How can we achieve this goal? That is, how can we reach state G from S without
visiting H? We learned that the optimal policy tells the agent to perform the correct
action in each state. So, if we find the optimal policy, then we can reach state G
from S without visiting state H. Okay, how can we find the optimal policy? We
can use the value iteration method we just learned to find the optimal policy.

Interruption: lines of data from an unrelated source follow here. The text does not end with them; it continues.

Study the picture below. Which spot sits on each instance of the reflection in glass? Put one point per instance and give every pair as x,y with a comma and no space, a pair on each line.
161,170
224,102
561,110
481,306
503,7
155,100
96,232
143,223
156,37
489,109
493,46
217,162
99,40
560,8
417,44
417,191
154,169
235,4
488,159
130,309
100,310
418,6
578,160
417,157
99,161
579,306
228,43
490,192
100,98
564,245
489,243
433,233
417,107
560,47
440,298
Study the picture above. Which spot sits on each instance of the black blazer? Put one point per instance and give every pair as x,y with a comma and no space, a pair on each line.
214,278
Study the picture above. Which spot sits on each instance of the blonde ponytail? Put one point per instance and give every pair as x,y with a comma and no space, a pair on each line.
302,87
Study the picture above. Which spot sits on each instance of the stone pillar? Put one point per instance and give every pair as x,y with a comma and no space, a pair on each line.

Remember that all our states (S to G) will be encoded from 0 to 16 and all four
actions—left, down, up, right—will be encoded from 0 to 3 in the Gym toolkit.

In [1]:
# First, let's import the necessary libraries:
import gym
import numpy as np

# Now, let's create the Frozen Lake environment using Gym:
env = gym.make('FrozenLake-v1')
env.reset()
env.render()

  deprecation(
  deprecation(
If you want to render in human mode, initialize the environment in this way: gym.make('EnvName', render_mode='human') and don't call the render method.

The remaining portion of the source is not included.